Monday, 6 October 2008

The maundering old woman, kicked out of the republic - Anne Rooney

My daughter wanted to talk about worthwhile careers - but not with me because I’m clearly not qualified to judge. Huh?
‘You’re a children’s writer,’ she said.
‘Isn’t that a worthwhile occupation?’
‘Duu-urrrr!’ (I’m not sure how to indicate that undulation of the word that carries all the weight of disdain – but you know how it goes.)
I asked what she thinks my job entails.
‘Telling lies about an imaginary bird’, she answered without hesitation.

Ever since Plato banished poets from the true Republic, writers have had to answer the charge of untruthfulness. Usually, it has been leveled against loftier works.
‘They’re not lies, they’re stories,’ I said.
‘But they’re not true,’ she countered.
I tried the line about deep psychological truth versus literal truth, dragging in Boccaccio as witness for the defence: ‘There was never a maundering old woman, sitting with others late of a winter's night at the home fireside, making up tales of Hell, the fates, Ghosts and the like … but did not feel there was a grain of truth in them.’
She eyed me suspiciously.
‘What’s maundering?’
Oh God, now she thinks I’m a maundering old woman. I wanted her to think I was Boccaccio.
‘He’s wrong,’ she said, with the inalienable confidence of the teenager. ‘They’re lies; they’re not true.’

Ah, but we know they are true, somehow. That’s why books are dangerous. It’s why books (and writers) have been burned throughout history. It’s why Arthur Miller faced the House of un-American Activities Committee, Salman Rushdie got his fatwa and the fabulous Wild Swans was banned in China. We liars tell dangerous truths that some people – tyrants, the Church, Americans don’t want voiced. I imagine a bonfire of the vanities, with first-readers about luckless birds prominent.

Book-burning bonfire
But writers can’t be subversive all on their own. Writers rely on intelligent readers. If the book-banning authorities thought readers would be blind to the message, they would have no reason to worry. Writers know their readers want the key to the secret room; the best writers know how to slip them that key, even under the harshest regimes. And childhood can be one of the most repressive.
Some children feel they are in solitary confinement, locked away from anyone who can explain what is happening in their lives, to their bodies, in their minds. A story can show them that their experience is universal. Some children need not just a key, but a file hidden in a pie. A good book, whether it’s a story or a fact book, can be the pie. That’s why the job is worthwhile. We don’t only tell lies about imaginary birds – we try to hide files in pies, too. We don’t need to make the files – they’re universal – we just cook the pies. Which is lucky, as I have a cooker but not a furnace.


Nick Green said...

I have a private motto (surely not original) which is, 'The only good stories are the true ones.' The casual observer might take this to mean that I side with your daughter, that I look down on fiction and only respect fact. Au contraire (no surprise there!).

Rather, I tend towards the notion that absolute fact is pretty much impossible, and that only *truth* is attainable; and it's attainable without the assistance of too many 'facts'.

Read the same 'factual story' in the Guardian and the Daily Mail, and you see how different they are. So how can they be said to be fact? But read well-written imaginative fiction, and it is loaded with truth, in spite of dragons, spaceships, wizards, ghosts etc.

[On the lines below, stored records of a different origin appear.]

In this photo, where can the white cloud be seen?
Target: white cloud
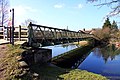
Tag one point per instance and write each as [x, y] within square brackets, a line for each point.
[59, 6]
[80, 6]
[22, 12]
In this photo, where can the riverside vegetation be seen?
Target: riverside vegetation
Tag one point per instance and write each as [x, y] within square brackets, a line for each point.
[11, 69]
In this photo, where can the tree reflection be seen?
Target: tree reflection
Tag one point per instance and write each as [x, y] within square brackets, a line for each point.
[107, 52]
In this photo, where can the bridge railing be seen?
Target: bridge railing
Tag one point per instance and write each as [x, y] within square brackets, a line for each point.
[39, 34]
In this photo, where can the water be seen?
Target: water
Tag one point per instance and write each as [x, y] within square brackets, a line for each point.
[62, 48]
[104, 61]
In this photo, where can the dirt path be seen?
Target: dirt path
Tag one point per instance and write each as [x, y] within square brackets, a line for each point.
[3, 50]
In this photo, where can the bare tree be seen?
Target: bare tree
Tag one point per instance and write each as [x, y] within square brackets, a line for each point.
[4, 7]
[113, 4]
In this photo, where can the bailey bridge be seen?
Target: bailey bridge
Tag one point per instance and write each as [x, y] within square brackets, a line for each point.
[45, 35]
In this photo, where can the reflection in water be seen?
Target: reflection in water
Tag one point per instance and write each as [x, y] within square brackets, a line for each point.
[104, 61]
[108, 52]
[62, 48]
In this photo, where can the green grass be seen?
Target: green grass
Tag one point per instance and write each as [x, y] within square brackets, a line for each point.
[11, 66]
[45, 71]
[81, 75]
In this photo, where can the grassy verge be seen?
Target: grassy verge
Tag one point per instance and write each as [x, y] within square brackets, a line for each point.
[44, 72]
[11, 66]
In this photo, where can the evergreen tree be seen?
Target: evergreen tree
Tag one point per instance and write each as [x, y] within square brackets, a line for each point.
[107, 24]
[114, 25]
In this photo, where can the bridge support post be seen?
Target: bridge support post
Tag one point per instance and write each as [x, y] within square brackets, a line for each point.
[30, 32]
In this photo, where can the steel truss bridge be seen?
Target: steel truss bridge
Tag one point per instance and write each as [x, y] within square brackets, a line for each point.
[48, 35]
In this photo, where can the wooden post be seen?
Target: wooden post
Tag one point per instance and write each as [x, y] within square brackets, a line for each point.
[12, 26]
[10, 35]
[19, 32]
[30, 34]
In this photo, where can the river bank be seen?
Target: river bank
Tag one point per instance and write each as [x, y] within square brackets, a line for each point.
[36, 71]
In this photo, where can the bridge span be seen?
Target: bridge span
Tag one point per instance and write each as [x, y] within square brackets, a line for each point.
[45, 35]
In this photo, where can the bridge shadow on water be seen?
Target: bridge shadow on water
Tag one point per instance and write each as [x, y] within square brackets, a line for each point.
[72, 59]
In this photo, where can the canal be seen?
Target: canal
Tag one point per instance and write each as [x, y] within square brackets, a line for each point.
[101, 60]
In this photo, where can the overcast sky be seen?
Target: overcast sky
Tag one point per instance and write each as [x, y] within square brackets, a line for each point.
[76, 14]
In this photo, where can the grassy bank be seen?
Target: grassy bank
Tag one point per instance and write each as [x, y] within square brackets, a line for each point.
[12, 70]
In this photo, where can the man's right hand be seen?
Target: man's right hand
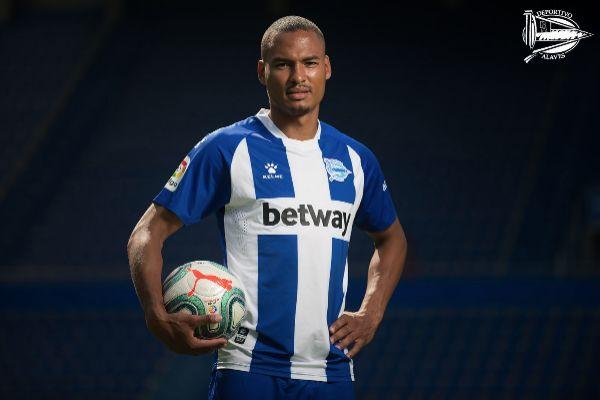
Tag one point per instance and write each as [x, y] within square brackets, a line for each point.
[177, 332]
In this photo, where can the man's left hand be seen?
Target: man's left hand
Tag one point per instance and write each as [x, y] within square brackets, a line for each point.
[354, 329]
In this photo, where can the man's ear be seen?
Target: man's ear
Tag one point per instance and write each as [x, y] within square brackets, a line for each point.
[260, 70]
[327, 67]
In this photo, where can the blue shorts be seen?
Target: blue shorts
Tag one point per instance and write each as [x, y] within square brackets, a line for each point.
[228, 384]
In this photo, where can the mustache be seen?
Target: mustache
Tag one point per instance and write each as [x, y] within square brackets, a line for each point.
[299, 88]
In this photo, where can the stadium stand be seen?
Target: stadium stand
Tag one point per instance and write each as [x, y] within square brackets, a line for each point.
[487, 177]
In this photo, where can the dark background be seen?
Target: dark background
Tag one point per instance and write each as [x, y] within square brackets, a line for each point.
[493, 164]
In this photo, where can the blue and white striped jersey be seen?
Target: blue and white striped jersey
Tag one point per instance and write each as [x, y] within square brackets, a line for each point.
[285, 211]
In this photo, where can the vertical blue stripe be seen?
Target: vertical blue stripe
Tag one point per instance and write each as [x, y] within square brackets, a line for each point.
[277, 291]
[338, 365]
[270, 167]
[337, 150]
[221, 225]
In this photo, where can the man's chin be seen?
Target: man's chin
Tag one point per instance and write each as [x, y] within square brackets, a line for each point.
[298, 109]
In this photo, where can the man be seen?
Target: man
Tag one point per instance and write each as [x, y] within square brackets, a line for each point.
[286, 189]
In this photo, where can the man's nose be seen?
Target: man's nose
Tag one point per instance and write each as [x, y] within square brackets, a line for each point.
[298, 73]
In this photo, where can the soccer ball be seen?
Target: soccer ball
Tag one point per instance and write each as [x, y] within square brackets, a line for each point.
[205, 287]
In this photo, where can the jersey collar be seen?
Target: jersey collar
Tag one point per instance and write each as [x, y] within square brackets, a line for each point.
[263, 116]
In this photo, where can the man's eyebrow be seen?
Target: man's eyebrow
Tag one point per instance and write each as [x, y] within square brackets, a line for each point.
[280, 59]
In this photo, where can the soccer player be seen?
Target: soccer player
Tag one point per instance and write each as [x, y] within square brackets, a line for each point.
[287, 189]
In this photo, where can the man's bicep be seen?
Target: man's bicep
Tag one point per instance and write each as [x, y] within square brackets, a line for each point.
[394, 231]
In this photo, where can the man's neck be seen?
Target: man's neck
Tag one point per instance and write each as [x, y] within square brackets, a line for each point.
[303, 127]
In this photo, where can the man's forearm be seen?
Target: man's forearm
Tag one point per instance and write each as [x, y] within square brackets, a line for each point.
[384, 273]
[145, 262]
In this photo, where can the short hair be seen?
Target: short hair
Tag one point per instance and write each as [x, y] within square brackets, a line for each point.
[291, 23]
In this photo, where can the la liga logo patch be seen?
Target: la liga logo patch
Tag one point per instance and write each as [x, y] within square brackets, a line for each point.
[174, 180]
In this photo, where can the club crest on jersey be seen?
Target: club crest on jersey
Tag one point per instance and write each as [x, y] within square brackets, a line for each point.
[336, 170]
[272, 171]
[174, 180]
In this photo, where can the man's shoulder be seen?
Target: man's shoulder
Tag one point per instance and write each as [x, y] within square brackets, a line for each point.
[329, 132]
[228, 137]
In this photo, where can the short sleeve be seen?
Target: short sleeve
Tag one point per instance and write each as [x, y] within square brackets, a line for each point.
[376, 211]
[201, 183]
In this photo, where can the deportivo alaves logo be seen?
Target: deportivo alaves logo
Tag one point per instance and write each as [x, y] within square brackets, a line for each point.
[271, 168]
[306, 215]
[556, 27]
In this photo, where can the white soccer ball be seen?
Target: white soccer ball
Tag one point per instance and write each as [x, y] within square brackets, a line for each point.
[202, 288]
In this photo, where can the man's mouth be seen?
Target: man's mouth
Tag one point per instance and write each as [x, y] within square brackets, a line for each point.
[297, 93]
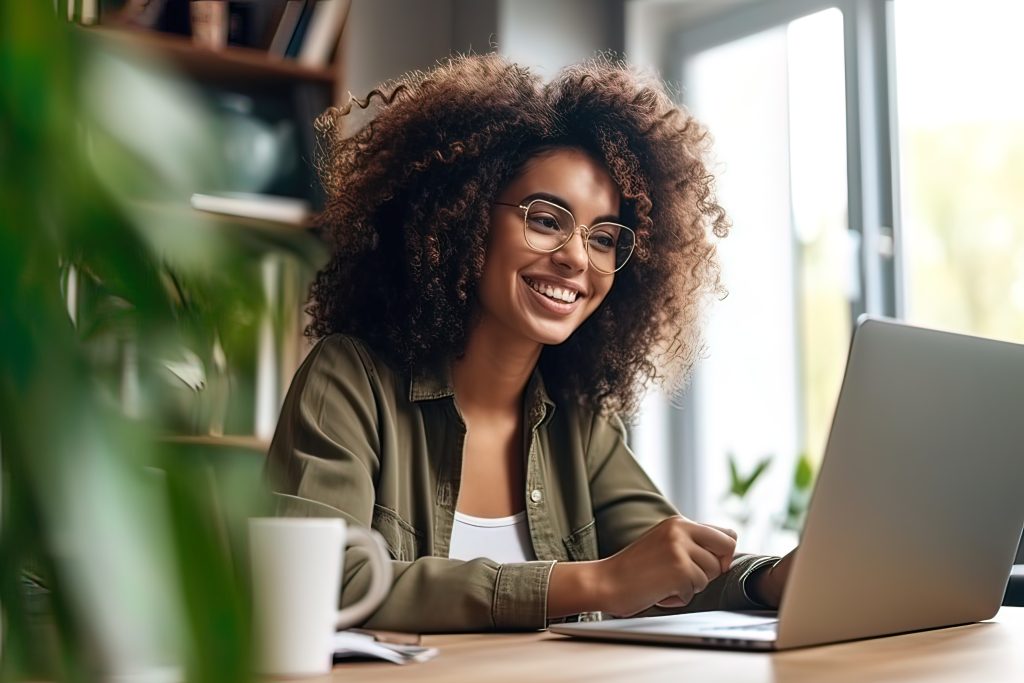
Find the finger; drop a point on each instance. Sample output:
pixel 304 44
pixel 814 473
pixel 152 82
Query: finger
pixel 708 562
pixel 725 529
pixel 719 543
pixel 671 601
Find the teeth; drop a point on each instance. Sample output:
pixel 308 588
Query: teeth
pixel 557 293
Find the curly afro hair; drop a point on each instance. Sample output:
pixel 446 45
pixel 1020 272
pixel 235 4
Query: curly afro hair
pixel 409 202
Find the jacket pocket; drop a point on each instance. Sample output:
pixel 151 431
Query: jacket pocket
pixel 582 544
pixel 401 538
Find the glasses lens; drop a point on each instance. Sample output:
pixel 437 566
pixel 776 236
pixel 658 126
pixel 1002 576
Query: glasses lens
pixel 609 246
pixel 548 226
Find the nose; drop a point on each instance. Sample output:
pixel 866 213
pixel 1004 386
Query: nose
pixel 572 255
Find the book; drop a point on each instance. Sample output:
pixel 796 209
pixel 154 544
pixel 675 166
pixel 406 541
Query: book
pixel 286 27
pixel 300 29
pixel 261 207
pixel 209 23
pixel 325 28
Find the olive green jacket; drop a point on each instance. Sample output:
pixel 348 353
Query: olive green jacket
pixel 358 439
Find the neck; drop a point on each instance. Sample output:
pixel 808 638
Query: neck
pixel 495 370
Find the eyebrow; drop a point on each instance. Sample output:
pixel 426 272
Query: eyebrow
pixel 554 199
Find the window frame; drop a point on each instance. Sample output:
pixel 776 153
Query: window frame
pixel 872 165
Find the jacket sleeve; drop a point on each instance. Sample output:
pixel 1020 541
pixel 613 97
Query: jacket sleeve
pixel 627 504
pixel 324 461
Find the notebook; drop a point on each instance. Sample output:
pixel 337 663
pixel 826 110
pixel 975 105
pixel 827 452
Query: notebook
pixel 918 510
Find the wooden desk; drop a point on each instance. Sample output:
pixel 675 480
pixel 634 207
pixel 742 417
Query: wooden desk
pixel 991 651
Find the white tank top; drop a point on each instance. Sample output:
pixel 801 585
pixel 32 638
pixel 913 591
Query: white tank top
pixel 499 539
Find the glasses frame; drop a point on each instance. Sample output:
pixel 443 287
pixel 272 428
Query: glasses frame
pixel 584 231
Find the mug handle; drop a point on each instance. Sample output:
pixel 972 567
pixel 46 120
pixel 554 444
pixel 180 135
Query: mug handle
pixel 380 577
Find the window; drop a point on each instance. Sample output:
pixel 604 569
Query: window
pixel 774 101
pixel 869 154
pixel 961 124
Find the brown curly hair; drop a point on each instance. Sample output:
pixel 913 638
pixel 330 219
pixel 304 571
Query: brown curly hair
pixel 409 202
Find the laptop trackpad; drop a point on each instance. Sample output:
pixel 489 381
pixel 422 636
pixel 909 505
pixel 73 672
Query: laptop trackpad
pixel 745 626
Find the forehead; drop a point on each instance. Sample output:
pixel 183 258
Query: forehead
pixel 572 175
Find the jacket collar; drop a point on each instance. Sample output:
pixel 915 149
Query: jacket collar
pixel 430 381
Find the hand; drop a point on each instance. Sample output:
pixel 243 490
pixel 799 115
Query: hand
pixel 668 565
pixel 767 586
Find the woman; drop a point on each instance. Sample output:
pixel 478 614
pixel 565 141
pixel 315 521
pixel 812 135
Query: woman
pixel 512 262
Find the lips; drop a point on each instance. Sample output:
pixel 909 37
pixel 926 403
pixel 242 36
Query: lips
pixel 557 293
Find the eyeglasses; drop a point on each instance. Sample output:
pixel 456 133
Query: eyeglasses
pixel 548 227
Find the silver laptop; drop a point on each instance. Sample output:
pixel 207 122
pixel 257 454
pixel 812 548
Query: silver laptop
pixel 918 509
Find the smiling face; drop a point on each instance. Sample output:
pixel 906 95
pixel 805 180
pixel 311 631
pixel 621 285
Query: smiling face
pixel 539 297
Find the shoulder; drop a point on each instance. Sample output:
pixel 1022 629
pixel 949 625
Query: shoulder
pixel 341 361
pixel 597 432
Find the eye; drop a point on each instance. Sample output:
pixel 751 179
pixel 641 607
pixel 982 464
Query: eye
pixel 602 241
pixel 543 222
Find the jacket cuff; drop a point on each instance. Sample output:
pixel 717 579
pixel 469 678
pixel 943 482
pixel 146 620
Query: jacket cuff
pixel 521 596
pixel 742 567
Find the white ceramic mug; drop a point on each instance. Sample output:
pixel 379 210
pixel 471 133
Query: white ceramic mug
pixel 296 570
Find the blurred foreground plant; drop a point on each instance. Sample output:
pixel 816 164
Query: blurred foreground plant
pixel 117 548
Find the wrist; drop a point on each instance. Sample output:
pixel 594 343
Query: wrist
pixel 759 587
pixel 576 588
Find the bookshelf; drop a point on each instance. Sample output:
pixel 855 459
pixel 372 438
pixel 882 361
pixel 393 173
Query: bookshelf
pixel 229 66
pixel 282 256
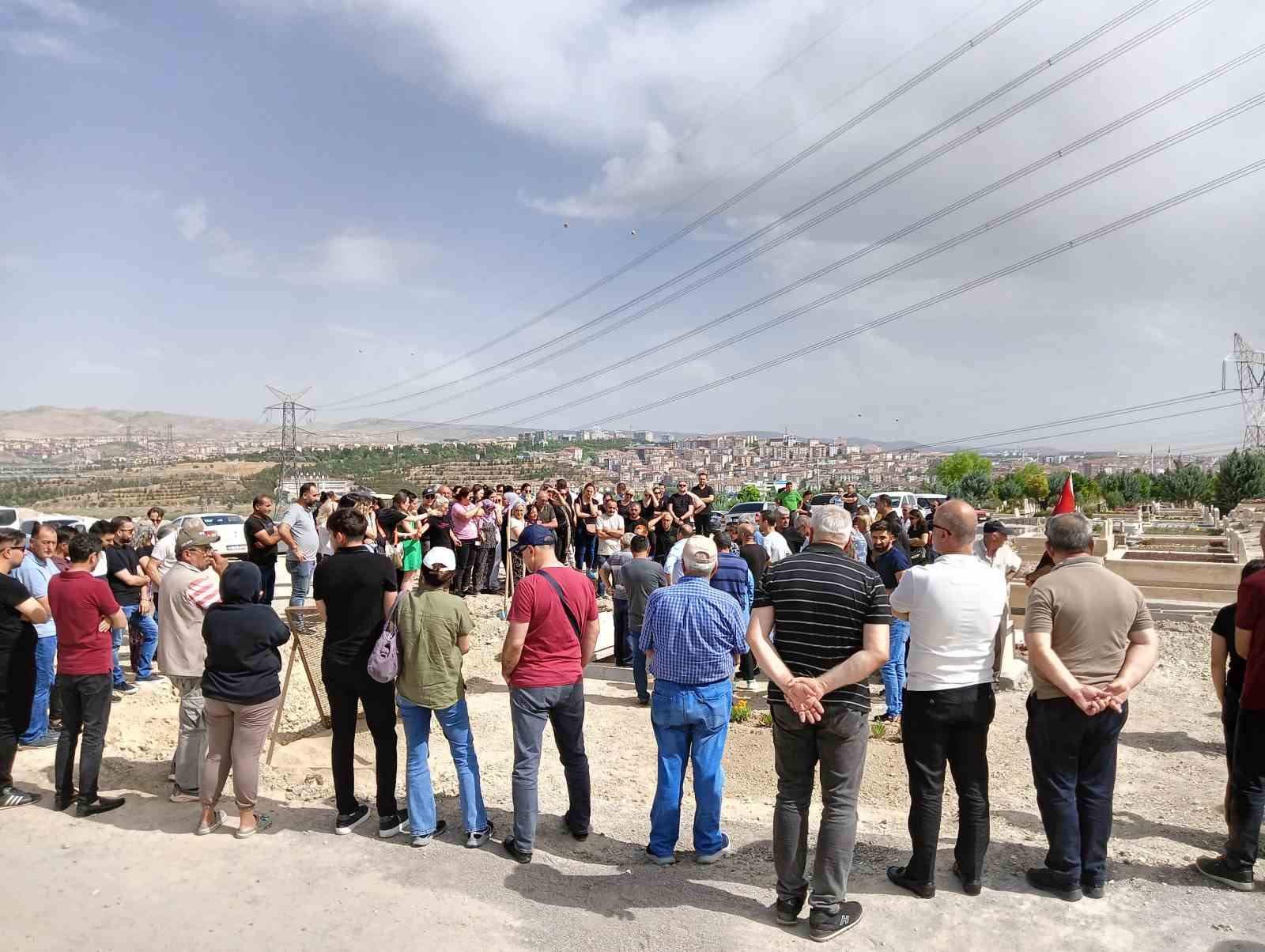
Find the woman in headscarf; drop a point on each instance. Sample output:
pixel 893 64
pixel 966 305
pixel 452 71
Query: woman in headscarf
pixel 242 689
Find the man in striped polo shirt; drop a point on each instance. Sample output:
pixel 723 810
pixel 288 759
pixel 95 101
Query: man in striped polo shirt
pixel 833 617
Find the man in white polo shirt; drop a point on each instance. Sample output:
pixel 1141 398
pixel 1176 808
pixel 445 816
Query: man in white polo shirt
pixel 954 608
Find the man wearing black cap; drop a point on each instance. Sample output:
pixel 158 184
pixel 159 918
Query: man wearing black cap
pixel 553 632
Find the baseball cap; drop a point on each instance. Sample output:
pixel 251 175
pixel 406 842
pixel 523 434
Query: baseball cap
pixel 535 536
pixel 440 557
pixel 699 555
pixel 195 538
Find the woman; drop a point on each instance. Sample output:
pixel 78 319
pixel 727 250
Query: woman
pixel 463 533
pixel 920 538
pixel 586 531
pixel 434 632
pixel 242 690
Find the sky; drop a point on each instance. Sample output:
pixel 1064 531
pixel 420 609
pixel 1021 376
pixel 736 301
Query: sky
pixel 385 202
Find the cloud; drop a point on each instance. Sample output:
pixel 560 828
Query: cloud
pixel 191 219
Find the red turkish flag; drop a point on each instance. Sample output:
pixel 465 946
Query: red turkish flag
pixel 1067 499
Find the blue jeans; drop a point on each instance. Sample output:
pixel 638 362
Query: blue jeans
pixel 300 580
pixel 455 724
pixel 639 678
pixel 691 722
pixel 46 653
pixel 893 671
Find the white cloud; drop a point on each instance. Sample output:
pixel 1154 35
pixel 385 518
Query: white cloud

Let them keep their spurious 'facts'. Give me truth!

Lucy Coats said...

Seconded, Nick. I have found more truth to touch my heart in fantasy worlds that are 'lies' than in any work of non-fiction 'accuracy'.

What a brilliant post, Anne. I sympathise more than I can say with the 'Duuu-rr' attitude of lofty teenage superiority. However, take heart from the fact that one of my very good friends--who has a doctorate in marine biology and is very eminent in her field of scientific absolutes--has exactly the same result from her children. We are not what we do, we are merely parents who know nothing. It has ever been thus.

Anne Rooney said...

Thank you Lucy, Nick. And Lucy - the duuu-rrr daughter passionately wants to be a marine biologist. I'm sure she would not have at all a duuu-rrr attitude to your friend. (Of course my doctorate in lies counts for nothing -- but a doctorate in fish! Wow!)

John Dougherty said...

Fiction can be truthful, just as the literal truth can be an actual lie: Sarah Palin's comment about Barack Obama 'palling around with terrorists' could be said to be true, in that he has associated with someone who has a terrorist past. In terms of the meaning it carries, though, I believe it to be deceitful and untruthful.